Ärmere weichen in Außenbezirke aus: Berliner Politiker wollen mehr gegen Verdrängung aus der Innenstadt tun

Katja Kipping und Christian Gräff sprechen sich für eine „soziale Durchmischung“ in Berlin aus. Derweil übt die Bundesagentur für Arbeit Kritik an der Interpretation der Zahlen.

Von Sandra Dassler

Der wirtschaftspolitische Sprecher der CDU-Fraktion im Berliner Abgeordnetenhaus, Christian Gräff, erwartet vom neuen Senat, dass er sich nicht nur um eine bessere „soziale Durchmischung“ der Bevölkerung in der Berliner Innenstadt bemüht, sondern auch in den Außenbezirken.
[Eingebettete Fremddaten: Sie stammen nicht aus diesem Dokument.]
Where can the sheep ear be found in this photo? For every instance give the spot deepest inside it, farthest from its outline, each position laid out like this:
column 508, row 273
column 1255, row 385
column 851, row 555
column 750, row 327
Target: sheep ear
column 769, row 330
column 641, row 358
„Da ist es eben nicht zielführend, wenn man in Marzahn-Hellersdorf gerade wieder 1500 Wohnungen baut, von denen 70 Prozent Sozialwohnungen sind“, sagte Gräff am Mittwoch dem Tagesspiegel: „Vielmehr sollte es dort auch lukrative Angebote für Familien oder junge Start-up-Unternehmer geben, also für Menschen mit mittlerem Einkommen. Auch Eigentumswohnungen müssen dort entstehen, sonst kriegt man keine gesunde Mischung hin.“

Gräff, der von 2006 bis 2016 Bezirksstadtrat in Marzahn-Hellersdorf war, reagierte damit auf einen RBB-Bericht, wonach immer mehr ärmere Menschen aus der Innenstadt Berlins an den Stadtrand ziehen. Den Trend gebe es schon lange, sagt er: „Aber in den vergangenen fünf Jahren hat sich die Situation nochmal dramatisch verschärft.“ Das habe auch damit zu tun, dass sich der Anteil von Menschen mit Migrationshintergrund beispielsweise in Marzahn-Hellersdorf sehr stark erhöht habe.

Auch Sozialsenatorin Katja Kipping (Linke) will mehr gegen die Verdrängung ärmerer Menschen aus der Innenstadt tun. Im RBB-Inforadio sagte sie, man müsse darauf achten, dass „in ganz bestimmten Stadtteilen nicht nur Luxuswohnungen entstehen und dass städtischer Grund und Boden nicht mehr privatisiert wird“. Sozialpolitik könne abfedernd wirken, indem etwa neue Stadtteilzentren als Begegnungsorte entstünden.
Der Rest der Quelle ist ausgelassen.